High TSS levels also deplete water from dissolved oxygen. To reduce the impact of wastewater discharge on the environment and aquatic life, EPA (Environmental Protection Agency) set discharge limits for BOD, TSS, and effluent phosphorus. To comply with the National Pollutant Discharge Elimination System (NPDES) permit establishes technology-based effluent limits to protect the water quality standard permit, it is essential to control algal blooms and consequently reduce harmful pollutants entering the surface water.
Almost 60 percent of all the world’s freshwater withdrawals are used for irrigation. This includes water that benefits agriculture or growing crops. The water quality depends on the source, which can include dams, recycled water, and rivers. According to the US Environmental Protection Agency, only in the United States, there are over 2.2 Million agricultural farms.
There are several risks associated with the use of water for irrigation purposes that is contaminated with cyanobacteria. Field workers are at risk of inhaling toxins when an overhead irrigation system is used with algae-laden water. The symptoms of exposure include rashes, vomiting, shortness of breath. In rare cases, even death. When crops are exposed to microcystin concentrations, this toxin can accumulate to levels where even a small serving would exceed the WHO guideline value for permissible levels. Therefore, it’s advised to not use water contaminated with blue-green algae on crops that are grown for human and livestock consumption. For instance, dried algal cells on leaves of salad can remain toxic for several months.
Drinking water consumption can lead to liver damage, seizure, and sudden death of livestock. Exposure to contaminated water can also decrease milk and egg production. Algae can also pose an operational and financial challenge by clogging the irrigation system and therefore, limiting its functionality.
5. Recreational Lakes
Algal blooms are more severe, occur more often, and last longer. These are the results of the study on algal blooms tendencies over 30 years in 71 large lakes in 33 countries worldwide. “We found that the peak intensity of summertime algal blooms increased in more than 68 percent of lakes but decreased in a statistically significant way in only six of the lakes,” Michalak, the author of the study explained. “This means that algal blooms really are getting more widespread and more intense.”
Budget cuts related to the COVID-19 pandemic forced many US states and countries to reduce algal blooms testing. Solely based on the information published by media channels, we can say that this year, more than 400 water bodies in the US were contaminated with toxic algae.
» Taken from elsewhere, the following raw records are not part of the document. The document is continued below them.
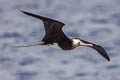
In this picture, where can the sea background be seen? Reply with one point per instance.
(94, 20)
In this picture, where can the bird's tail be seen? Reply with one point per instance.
(98, 48)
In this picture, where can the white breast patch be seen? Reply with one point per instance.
(55, 45)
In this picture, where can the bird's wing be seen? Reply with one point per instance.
(53, 30)
(98, 48)
(48, 23)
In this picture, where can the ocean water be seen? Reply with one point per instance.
(94, 20)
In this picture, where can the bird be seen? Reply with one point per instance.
(56, 38)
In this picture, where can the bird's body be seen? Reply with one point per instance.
(56, 38)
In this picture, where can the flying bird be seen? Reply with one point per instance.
(56, 38)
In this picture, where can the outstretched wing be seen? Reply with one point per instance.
(53, 30)
(48, 23)
(98, 48)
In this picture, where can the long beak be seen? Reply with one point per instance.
(41, 43)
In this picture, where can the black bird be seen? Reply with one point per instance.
(56, 38)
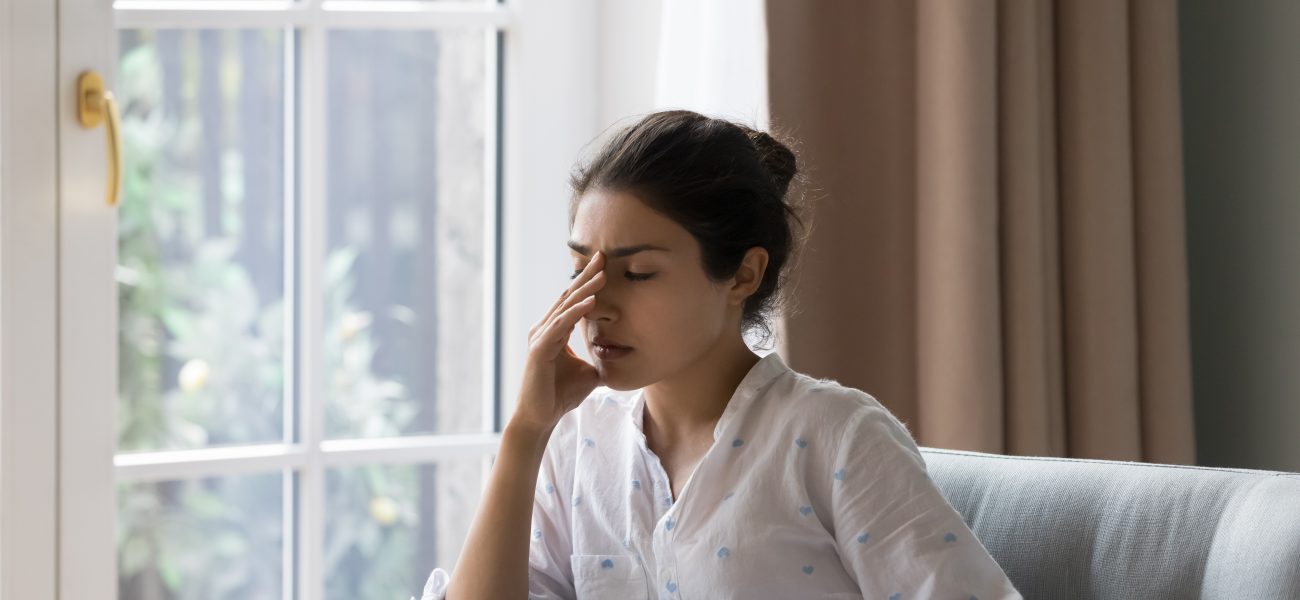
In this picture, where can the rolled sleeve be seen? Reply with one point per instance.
(896, 533)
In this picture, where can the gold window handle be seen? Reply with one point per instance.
(96, 105)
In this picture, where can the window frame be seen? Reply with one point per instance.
(50, 477)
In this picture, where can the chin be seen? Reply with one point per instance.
(618, 379)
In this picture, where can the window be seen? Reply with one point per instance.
(308, 283)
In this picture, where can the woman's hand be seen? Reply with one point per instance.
(555, 379)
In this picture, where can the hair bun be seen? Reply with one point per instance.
(776, 157)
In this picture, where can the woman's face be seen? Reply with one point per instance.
(657, 299)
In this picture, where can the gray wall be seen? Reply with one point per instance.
(1240, 83)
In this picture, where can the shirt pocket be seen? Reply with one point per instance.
(609, 575)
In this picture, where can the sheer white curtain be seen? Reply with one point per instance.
(713, 59)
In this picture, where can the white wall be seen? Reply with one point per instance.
(1242, 144)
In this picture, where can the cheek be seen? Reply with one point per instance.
(683, 313)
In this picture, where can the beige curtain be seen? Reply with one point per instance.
(997, 250)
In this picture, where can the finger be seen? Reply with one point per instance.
(585, 291)
(558, 331)
(592, 268)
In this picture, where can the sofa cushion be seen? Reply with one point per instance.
(1070, 527)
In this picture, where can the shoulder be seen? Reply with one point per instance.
(827, 401)
(601, 411)
(840, 412)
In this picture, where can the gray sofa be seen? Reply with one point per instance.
(1092, 529)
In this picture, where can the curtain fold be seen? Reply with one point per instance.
(997, 251)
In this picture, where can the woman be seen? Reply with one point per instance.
(681, 464)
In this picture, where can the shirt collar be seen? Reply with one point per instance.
(754, 382)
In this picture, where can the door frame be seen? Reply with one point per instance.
(29, 234)
(56, 368)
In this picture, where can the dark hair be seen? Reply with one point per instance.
(723, 182)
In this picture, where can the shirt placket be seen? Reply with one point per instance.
(664, 531)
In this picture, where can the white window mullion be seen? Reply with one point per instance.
(289, 169)
(315, 138)
(388, 14)
(492, 231)
(204, 462)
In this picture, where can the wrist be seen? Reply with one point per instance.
(527, 431)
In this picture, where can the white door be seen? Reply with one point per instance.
(274, 368)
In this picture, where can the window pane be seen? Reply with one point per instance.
(404, 266)
(217, 538)
(200, 238)
(389, 526)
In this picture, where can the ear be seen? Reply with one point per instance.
(749, 275)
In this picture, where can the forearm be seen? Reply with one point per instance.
(494, 560)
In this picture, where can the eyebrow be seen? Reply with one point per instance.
(616, 252)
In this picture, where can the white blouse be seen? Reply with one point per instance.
(810, 490)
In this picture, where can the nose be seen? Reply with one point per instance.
(602, 308)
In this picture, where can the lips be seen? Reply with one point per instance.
(609, 350)
(609, 343)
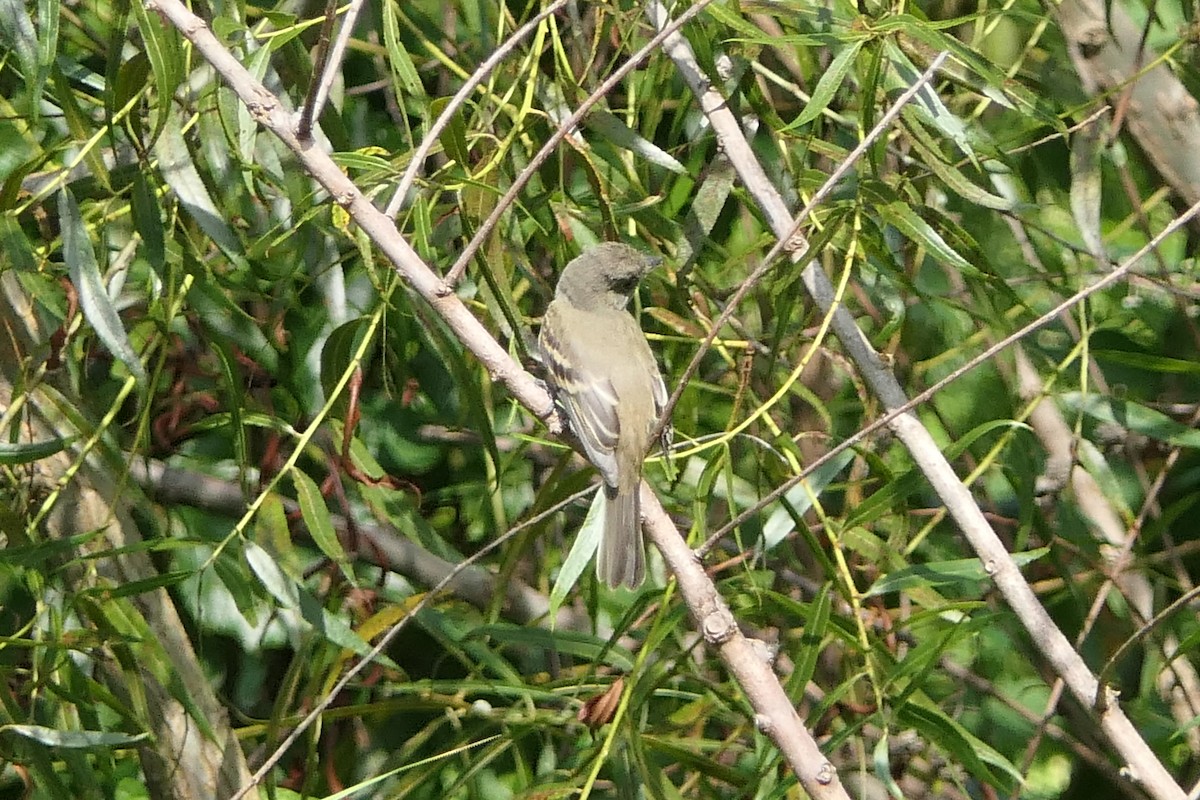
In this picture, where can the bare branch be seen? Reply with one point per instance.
(1141, 763)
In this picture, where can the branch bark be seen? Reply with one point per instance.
(1141, 763)
(773, 710)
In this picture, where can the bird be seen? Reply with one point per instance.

Moreover, 87 percent of these water bodies are recreational lakes, which had to close due to the risk of hazardous toxins. Toxins such as microcystin can cause severe health impacts and make it unsafe to swim, boat, or even walk around an infected lake.
Toxic algal blooms in aquaculture can lead to indirect toxicity of shellfish and other types of fish through changes in water quality, direct toxicity, and changes in flavor. These toxins can also kill cultured animals, or decrease their growth rate.
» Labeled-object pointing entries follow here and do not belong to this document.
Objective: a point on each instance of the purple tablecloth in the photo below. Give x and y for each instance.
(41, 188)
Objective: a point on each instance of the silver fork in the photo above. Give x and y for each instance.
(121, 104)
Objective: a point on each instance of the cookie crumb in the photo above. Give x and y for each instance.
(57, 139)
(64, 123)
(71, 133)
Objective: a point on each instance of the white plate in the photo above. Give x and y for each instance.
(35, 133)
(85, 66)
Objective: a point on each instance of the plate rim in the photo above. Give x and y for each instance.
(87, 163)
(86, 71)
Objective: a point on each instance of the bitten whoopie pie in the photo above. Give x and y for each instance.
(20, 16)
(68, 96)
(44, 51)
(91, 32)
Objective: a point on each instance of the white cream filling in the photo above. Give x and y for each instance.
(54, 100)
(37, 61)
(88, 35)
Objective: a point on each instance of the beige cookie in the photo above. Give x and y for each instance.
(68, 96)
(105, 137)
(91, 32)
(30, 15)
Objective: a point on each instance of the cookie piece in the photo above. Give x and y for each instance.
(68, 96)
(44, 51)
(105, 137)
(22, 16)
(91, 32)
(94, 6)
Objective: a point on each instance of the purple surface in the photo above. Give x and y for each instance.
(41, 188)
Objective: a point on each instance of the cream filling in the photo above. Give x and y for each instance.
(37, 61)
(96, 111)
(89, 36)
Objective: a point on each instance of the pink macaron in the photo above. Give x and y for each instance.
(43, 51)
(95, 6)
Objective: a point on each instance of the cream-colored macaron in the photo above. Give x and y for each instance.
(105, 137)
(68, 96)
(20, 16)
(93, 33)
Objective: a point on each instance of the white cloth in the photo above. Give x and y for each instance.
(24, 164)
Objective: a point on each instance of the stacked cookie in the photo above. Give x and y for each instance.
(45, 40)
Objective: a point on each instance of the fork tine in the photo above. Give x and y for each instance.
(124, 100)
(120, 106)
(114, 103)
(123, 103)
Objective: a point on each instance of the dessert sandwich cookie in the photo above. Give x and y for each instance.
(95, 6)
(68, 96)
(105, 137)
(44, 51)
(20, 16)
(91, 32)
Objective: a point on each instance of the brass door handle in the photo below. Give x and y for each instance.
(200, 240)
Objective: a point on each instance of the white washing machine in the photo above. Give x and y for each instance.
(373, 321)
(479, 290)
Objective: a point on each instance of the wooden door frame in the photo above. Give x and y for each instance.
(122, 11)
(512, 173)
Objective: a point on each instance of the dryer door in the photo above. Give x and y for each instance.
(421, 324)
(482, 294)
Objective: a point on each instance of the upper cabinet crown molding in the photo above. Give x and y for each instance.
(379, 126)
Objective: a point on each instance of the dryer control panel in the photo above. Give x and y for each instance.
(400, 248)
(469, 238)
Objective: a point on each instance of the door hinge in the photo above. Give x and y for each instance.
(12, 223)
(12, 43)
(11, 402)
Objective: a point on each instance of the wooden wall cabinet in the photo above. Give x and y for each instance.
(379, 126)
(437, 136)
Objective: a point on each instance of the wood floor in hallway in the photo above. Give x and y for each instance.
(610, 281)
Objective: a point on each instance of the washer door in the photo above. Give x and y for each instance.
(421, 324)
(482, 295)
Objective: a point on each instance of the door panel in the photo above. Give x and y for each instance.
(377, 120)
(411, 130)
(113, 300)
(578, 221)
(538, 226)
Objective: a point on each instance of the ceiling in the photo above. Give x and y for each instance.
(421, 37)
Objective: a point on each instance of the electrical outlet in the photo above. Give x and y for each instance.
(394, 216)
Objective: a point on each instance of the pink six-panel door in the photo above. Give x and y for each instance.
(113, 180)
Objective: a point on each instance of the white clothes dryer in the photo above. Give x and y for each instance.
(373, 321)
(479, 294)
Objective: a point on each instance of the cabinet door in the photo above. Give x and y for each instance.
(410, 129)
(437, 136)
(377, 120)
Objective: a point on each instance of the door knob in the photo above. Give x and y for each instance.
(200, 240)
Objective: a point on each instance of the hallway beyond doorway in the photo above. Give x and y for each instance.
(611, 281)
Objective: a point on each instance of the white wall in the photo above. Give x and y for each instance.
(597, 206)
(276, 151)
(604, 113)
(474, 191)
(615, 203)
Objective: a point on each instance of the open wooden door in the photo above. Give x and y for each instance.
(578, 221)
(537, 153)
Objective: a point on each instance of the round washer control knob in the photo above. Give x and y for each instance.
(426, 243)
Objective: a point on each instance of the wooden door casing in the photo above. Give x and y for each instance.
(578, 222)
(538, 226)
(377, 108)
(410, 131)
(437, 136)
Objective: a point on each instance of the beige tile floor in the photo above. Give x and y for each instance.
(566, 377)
The deteriorating biomass of algal blooms depletes dissolved oxygen, leading to mass deaths of cultured organisms. Harmful blooms can affect organisms such as clams, mussels, oysters, and scallops that feed on toxic phytoplankton and accumulate dangerous toxins.
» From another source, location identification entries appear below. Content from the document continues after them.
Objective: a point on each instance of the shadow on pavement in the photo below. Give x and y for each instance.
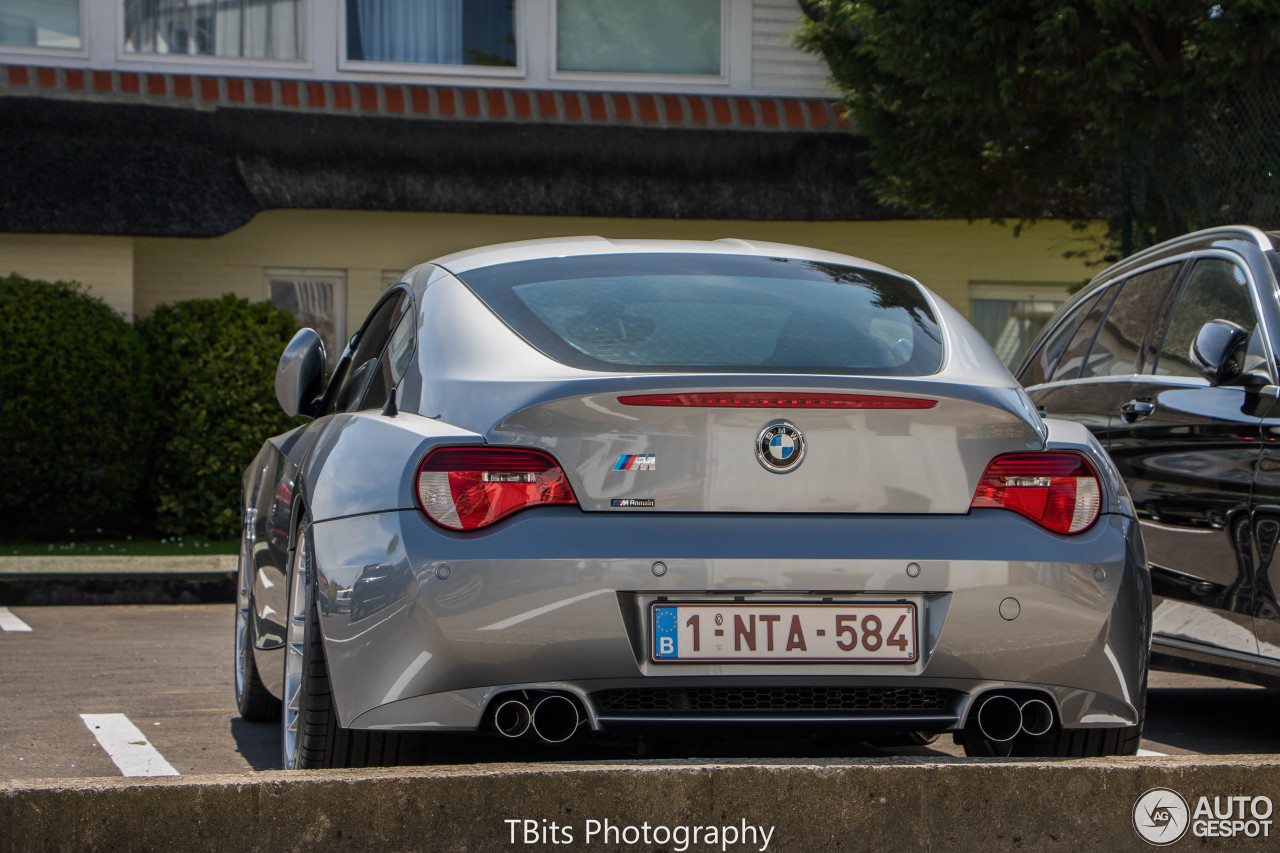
(1214, 720)
(259, 743)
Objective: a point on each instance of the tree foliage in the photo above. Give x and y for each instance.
(214, 365)
(74, 428)
(1157, 115)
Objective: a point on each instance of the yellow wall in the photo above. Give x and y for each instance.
(944, 255)
(103, 264)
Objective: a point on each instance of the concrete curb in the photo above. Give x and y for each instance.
(818, 806)
(117, 580)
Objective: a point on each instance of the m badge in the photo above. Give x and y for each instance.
(636, 463)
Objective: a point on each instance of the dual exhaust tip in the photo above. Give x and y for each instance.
(552, 719)
(1002, 717)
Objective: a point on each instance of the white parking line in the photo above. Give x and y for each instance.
(127, 746)
(10, 623)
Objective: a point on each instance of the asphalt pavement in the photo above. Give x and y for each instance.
(167, 669)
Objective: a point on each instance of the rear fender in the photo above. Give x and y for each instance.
(366, 463)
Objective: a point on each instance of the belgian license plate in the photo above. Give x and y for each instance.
(785, 633)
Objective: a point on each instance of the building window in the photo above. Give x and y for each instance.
(1010, 314)
(236, 28)
(639, 36)
(40, 23)
(433, 32)
(318, 299)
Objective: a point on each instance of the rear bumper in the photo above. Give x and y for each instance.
(557, 600)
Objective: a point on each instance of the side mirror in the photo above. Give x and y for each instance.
(1217, 350)
(300, 375)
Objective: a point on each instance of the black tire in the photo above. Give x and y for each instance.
(320, 740)
(252, 699)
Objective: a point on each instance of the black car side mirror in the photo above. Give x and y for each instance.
(1217, 350)
(300, 375)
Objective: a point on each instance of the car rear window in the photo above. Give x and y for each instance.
(686, 313)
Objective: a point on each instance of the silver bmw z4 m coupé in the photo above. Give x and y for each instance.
(590, 488)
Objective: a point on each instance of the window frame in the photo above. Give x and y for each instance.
(343, 365)
(24, 53)
(423, 69)
(556, 74)
(220, 64)
(1189, 261)
(339, 297)
(993, 291)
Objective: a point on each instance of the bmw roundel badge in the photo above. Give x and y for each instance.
(780, 447)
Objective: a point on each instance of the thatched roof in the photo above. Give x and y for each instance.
(110, 168)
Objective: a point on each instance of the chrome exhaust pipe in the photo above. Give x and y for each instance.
(556, 719)
(1000, 719)
(512, 719)
(1037, 717)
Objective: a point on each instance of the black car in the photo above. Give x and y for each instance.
(1170, 360)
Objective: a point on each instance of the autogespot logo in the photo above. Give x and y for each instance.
(1160, 816)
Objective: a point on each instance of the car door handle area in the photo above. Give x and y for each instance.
(1136, 410)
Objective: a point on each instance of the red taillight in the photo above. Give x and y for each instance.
(777, 400)
(465, 488)
(1057, 491)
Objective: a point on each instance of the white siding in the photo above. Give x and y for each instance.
(776, 64)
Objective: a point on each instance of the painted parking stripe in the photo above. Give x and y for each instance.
(127, 746)
(10, 623)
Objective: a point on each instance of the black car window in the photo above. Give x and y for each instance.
(1136, 311)
(690, 313)
(1040, 364)
(1074, 361)
(364, 360)
(392, 364)
(1216, 290)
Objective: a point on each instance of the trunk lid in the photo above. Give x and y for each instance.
(708, 457)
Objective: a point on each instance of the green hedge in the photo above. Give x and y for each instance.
(214, 366)
(74, 429)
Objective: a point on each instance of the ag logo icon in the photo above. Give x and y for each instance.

Consumption of contaminated fish and shellfish can cause symptoms within 15 minutes to 10 hours. Mild symptoms include numbness in the legs, face, and arms, loss of coordination, and dizziness, while more severe cases can lead to paralysis and respiratory failure. Paralytic Shellfish Poisoning (PSP) caused by HAB consumption via contaminated seafood is a life-threatening disease. Food safety concerns and the death of cultured organisms lead to estimated losses of $40 million per year just in the United States.